(USA, 82 min.)
Dir. Nick Louvel and Michele Mitchell
The Uncondemned isn’t even finished yet, but it’s arguably the best film at this year’s Human Rights Watch Film Festival. This engaging, compelling, and truly inspiring film tackles the complexity of trying rape as a war crime as directors Michele Mitchell and the late Nick Louvel let several courageous lawyers, civil rights advocates, and survivors of sexual assault share their stories about a landmark case.
Screening at the festival on the heels of the controversial Jian Ghomeshi trial, this work-in-progress hits Toronto at exactly the right moment that audiences need to engage with the film’s subject matter. The trial in question considers Rwandan mayor Jean-Paul Akayesu, who became the first man tried and convicted for rape as war crime and as a form of genocide.
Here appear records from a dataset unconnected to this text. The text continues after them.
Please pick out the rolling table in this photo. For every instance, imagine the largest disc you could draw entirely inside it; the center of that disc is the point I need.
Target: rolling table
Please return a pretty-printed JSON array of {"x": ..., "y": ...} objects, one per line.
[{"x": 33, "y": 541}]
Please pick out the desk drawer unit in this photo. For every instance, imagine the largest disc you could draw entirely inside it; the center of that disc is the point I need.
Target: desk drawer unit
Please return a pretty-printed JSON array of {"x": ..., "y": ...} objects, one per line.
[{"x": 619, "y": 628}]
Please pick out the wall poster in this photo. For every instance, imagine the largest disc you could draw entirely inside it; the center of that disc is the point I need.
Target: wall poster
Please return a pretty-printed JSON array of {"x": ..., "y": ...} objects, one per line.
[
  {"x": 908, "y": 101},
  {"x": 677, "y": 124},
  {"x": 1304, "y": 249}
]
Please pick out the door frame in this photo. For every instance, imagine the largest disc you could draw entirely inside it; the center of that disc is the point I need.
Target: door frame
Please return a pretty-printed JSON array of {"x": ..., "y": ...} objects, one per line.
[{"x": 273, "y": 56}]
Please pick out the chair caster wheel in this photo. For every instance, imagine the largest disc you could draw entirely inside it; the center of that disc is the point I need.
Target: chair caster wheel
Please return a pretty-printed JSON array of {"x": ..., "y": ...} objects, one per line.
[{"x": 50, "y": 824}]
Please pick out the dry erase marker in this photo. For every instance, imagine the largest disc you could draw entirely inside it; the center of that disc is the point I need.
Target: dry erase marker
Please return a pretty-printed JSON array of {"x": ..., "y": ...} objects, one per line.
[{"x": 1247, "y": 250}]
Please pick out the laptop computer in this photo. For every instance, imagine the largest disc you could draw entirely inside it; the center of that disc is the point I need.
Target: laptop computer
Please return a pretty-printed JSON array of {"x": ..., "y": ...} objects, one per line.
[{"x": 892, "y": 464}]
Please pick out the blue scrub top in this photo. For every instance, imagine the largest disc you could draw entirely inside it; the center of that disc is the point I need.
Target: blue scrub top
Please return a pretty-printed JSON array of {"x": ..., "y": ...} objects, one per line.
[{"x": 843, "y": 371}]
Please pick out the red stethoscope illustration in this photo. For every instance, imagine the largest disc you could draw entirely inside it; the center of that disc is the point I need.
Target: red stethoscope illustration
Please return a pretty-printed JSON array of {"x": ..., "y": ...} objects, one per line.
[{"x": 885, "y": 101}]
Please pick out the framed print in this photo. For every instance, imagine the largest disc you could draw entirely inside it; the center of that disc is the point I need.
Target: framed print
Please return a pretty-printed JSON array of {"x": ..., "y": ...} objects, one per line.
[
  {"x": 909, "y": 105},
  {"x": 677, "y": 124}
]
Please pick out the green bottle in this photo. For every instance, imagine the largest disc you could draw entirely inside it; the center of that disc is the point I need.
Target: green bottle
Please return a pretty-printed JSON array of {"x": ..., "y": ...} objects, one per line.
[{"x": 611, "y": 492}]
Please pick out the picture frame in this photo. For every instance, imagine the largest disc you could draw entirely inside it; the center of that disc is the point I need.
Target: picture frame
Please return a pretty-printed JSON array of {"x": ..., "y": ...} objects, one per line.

The Uncondemned, however, uses the stories of dismissive attitudes towards survivors and the advocates who worked to hold Akayesu criminally responsible for mass acts of rape to build a compelling case that ultimately puts indifference and complacency on trial.
The Uncondemned offers essential viewing for Canuck advocates and lawmakers as they re-evaluate the approach to building strong cases against aggressors who use sexual violence as a weapon. The film teaches the role of compassion, the importance of empowering witnesses, and the need to listen to survivors to bring justice to light. As The Uncondemned celebrates several heroic people who gave hope in the aftermath of a brutal chapter of history, the film offers a stirring and enlightening precedent with which future activists may change the world.
The Uncondemned screens at the Human Rights Watch Film Festival on Tuesday, April 5 at 6:30 p.m at TIFF Bell Lightbox with an introduction, Q&A and post-screening panel discussion with filmmaker Michele Mitchell; Sara Darehshori, Senior Counsel, US Program, Human Rights Watch; and Samer Muscati, Senior Researcher, Women’s Rights Division, Human Rights Watch.
*Note:* coverage of The Uncondemned was limited to capsule reviews since the film screens as a work in progress, which is standard industry practice for unfinished films.